Die Ausbildung im bewohnbaren Segeln beginnt oft mit einer grundlegenden Entscheidung, nämlich der für ein Boot. In Plestin les Grèves an der bretonischen Nordküste tritt das Projekt BordeTaVoile mit dem Baubeginn eines 9 m langen Segelschulschiffs aus Aluminium, das von Anfang an für das Erlernen von Küstentörns gedacht war, in seine konkrete Phase ein.
Ein Segelschulschiff, das für anspruchsvolle Gewässer konzipiert wurde
Das künftige Segelboot BordeTaVoile wurde von ?uvres Vives Architecture Navale mit einem klaren Lastenheft entworfen. Es soll eine bewohnbare, robuste und tolerante Einheit sein, die das ganze Jahr über zwischen der Bucht von Morlaix und der Bucht von Lannion verkehren kann.

Dieses von Strömungen, Steinen und wechselhaftem Wetter geprägte Gewässer erfordert ein gesundes, berechenbares Boot, das wiederholte Manöver aushalten kann. Das Segelboot ist nicht auf reine Leistung ausgelegt, sondern auf Vermittlung, Fortschritt und Sicherheit - wesentliche Kriterien in einem pädagogischen Rahmen.
Die Wahl von Aluminium für eine lange Lebensdauer
Das gewählte Material strukturiert das gesamte Projekt. Der Rumpf besteht aus Aluminium, eine bewusste Entscheidung für ein Boot, das häufig mit verschiedenen Besatzungen und manchmal auch mit Anfängern gesegelt werden soll. Aluminium bietet eine hohe Stoßfestigkeit, eine Toleranz gegenüber leichten Strandungen und eine einfache Handhabung auf lange Sicht.
Die verwendeten Bleche bestehen zu 70 % aus recyceltem Aluminium. Sie wurden von Dünkirchen aus transportiert, in Sizun mit dem Laser zugeschnitten, bevor sie bei Bord à Bord, der mit der Montage beauftragten Werft in Plestin les Grèves, eintrafen. Eine kurze, lokale Fertigungskette, die mit dem Geist des Projekts übereinstimmt.

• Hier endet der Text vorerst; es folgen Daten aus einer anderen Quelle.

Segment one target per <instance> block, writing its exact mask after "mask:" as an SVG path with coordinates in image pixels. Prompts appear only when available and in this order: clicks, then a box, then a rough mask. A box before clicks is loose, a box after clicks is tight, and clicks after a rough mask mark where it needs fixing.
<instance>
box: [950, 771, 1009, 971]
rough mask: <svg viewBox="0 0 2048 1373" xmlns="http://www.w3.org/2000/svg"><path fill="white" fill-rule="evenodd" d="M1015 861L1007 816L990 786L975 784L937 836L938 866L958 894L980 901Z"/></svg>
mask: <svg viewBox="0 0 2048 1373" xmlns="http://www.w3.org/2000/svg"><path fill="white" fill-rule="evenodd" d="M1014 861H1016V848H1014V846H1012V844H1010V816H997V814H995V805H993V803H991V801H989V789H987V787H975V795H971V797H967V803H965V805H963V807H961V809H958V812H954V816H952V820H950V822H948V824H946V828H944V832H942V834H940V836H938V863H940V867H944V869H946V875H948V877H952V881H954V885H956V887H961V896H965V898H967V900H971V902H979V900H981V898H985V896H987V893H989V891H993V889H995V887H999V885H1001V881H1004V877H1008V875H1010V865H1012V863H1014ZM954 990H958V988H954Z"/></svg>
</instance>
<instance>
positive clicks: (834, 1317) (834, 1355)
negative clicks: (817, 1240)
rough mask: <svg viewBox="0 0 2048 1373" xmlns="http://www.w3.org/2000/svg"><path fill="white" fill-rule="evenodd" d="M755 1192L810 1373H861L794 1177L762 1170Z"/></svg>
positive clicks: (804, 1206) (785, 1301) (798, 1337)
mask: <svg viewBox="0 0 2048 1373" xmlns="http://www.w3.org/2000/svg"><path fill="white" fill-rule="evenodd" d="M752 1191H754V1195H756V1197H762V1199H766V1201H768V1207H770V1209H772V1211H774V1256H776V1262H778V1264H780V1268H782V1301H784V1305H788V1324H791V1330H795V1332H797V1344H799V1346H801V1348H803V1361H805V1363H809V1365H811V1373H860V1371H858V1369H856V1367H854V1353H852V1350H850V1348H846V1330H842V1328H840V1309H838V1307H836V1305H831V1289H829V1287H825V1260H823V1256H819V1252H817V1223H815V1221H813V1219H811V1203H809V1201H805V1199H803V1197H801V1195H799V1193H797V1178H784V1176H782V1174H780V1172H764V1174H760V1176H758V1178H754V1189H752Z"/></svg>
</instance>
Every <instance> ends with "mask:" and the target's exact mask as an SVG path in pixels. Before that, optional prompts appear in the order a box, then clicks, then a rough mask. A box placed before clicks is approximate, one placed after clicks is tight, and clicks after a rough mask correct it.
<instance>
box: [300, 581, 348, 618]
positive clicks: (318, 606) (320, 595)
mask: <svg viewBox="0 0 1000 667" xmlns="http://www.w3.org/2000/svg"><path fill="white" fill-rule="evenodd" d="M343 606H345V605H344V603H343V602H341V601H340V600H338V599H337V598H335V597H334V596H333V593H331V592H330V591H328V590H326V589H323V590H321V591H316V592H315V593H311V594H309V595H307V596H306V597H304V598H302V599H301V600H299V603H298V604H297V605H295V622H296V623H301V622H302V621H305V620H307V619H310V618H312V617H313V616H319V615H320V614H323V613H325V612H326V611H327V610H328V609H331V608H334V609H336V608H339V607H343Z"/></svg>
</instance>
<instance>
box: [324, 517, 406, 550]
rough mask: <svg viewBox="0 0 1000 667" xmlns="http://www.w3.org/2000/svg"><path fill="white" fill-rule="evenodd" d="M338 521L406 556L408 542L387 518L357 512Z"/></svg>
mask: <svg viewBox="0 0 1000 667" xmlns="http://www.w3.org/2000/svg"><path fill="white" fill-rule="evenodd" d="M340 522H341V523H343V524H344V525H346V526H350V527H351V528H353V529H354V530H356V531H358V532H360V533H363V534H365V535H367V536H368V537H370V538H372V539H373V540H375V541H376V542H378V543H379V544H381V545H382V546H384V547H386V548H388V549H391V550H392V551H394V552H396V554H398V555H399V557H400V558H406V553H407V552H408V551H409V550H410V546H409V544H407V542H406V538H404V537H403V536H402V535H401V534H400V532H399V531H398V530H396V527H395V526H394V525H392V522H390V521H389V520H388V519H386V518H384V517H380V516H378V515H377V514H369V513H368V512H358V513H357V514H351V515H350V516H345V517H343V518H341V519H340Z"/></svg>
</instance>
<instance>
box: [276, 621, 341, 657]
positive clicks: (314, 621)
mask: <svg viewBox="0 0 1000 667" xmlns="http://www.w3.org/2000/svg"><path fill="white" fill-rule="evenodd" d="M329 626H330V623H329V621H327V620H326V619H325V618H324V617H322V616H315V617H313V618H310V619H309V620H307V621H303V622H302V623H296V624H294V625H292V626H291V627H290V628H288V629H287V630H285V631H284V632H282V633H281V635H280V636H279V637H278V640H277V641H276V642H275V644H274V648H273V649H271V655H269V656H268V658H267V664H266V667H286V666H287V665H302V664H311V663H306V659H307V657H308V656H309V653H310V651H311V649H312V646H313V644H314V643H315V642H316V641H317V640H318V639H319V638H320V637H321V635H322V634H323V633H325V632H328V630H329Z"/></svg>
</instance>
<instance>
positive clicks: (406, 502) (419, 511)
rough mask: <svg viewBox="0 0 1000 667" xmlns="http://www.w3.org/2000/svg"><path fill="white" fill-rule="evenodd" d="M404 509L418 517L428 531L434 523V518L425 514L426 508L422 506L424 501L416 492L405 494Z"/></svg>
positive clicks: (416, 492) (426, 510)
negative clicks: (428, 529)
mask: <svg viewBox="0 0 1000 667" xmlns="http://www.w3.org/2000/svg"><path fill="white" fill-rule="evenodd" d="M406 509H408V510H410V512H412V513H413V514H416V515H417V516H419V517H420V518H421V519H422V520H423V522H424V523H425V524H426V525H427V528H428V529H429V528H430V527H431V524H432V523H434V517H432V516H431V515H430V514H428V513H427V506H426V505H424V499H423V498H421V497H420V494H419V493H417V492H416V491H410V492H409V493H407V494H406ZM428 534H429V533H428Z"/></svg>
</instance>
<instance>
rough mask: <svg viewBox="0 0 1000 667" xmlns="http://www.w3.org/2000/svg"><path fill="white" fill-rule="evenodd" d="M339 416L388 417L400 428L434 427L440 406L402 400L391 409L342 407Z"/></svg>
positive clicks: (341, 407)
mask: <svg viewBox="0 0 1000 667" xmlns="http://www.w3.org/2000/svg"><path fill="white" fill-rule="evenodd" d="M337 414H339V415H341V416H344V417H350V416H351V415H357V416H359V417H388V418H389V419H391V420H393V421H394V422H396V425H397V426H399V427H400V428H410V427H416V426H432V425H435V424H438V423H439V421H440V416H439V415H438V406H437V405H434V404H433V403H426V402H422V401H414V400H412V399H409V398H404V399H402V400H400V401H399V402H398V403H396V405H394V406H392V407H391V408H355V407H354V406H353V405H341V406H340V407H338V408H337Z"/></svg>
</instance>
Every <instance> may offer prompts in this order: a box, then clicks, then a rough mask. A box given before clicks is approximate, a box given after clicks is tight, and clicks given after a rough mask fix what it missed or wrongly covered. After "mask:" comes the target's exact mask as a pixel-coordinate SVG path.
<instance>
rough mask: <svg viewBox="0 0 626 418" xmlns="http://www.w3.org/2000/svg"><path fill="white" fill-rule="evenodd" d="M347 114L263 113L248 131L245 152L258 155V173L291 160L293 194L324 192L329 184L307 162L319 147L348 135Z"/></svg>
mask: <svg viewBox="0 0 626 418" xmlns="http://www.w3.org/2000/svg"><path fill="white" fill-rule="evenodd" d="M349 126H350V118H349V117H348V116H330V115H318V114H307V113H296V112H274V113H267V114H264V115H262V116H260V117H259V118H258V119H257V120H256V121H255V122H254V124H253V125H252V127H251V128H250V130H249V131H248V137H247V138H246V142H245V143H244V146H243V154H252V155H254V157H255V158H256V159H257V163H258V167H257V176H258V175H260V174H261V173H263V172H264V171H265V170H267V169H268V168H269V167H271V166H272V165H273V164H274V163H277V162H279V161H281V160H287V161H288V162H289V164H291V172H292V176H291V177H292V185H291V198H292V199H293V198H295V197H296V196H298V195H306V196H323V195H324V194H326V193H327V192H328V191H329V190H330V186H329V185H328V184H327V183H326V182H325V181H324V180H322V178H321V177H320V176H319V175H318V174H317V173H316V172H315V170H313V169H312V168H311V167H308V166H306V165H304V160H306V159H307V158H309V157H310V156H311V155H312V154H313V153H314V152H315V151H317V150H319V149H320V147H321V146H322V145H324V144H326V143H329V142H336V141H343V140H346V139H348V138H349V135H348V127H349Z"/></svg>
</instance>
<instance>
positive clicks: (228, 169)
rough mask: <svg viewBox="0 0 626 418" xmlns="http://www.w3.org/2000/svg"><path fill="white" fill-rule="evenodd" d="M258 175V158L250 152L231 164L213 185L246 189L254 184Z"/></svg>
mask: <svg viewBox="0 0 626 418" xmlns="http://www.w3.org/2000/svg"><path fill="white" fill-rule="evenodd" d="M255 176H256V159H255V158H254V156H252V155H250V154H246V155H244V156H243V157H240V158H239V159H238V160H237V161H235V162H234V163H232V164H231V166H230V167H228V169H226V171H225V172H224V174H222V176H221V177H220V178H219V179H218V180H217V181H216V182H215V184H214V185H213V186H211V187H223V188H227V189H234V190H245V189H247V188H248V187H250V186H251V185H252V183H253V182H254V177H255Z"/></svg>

Ein Boot, das als pädagogisches Werkzeug gedacht ist
Mit seinen 9 Metern bietet das Segelboot ausreichend Platz für Ausbildungsmannschaften und ist gleichzeitig auch mit kleineren Mannschaften manövrierfähig. Das angekündigte Programm umfasst die Einführung in das bewohnbare Segeln, die Perfektionierung bis hin zu den ersten Fahrten auf einer Küstenregatta.
Das Ziel besteht nicht nur darin, das Steuern oder das Trimmen von Segeln zu lernen, sondern die Grundlagen für ein selbstständiges Leben auf See zu vermitteln. Vorbereitung des Bootes, Hafenmanöver, Lesen des Wetters, Navigation ohne Motor, Verwaltung der Mannschaft und des Rhythmus an Bord. Das Boot wird zu einem globalen Lernmedium, das der Realität des Freizeitseglers so nahe wie möglich kommt.
Lokales Bauen im Zentrum des Projekts
Der gesamte Bau des Segelboots findet in der Bretagne statt, bei Bord à Bord in Plestin les Grèves. Nach mehreren Monaten der Planung werden nun die ersten Aluminiumteile zusammengebaut, was den sichtbaren Beginn der Werft markiert.

Das Projekt sieht vor, dass die Werft für Besichtigungen geöffnet wird, sodass man den Baufortschritt vor dem Stapellauf verfolgen kann. Eine Möglichkeit, den Prozess nachvollziehbar zu machen, aber auch konkret zu zeigen, was die Entstehung eines Bootes bedeutet, von den ersten Blechen bis zum segelfertigen Segelboot.
Ein Boot im Dienste einer Schule für bewohnbare Segelboote
BordeTaVoile positioniert sich als Küstensegelschule, die für alle offen ist, mit kurzen Formaten, halben Tagen, Abenden und Kursen, die an die aktuellen Zeitvorgaben angepasst sind. Das Segelboot ist so konzipiert, dass es auch Segler ohne Boot aufnehmen kann, die mit der Familie, Freunden oder allein unterwegs sind.
Die Initiative umfasst auch eine soziale Dimension, da sie Segeltörns anbieten möchte, die für sozialmedizinische Einrichtungen zugänglich sind. Eine Crowdfunding-Kampagne ist angekündigt, um die Sicherheitsausrüstung zu vervollständigen und mit einer lokalen Segelmacherei zusammenzuarbeiten.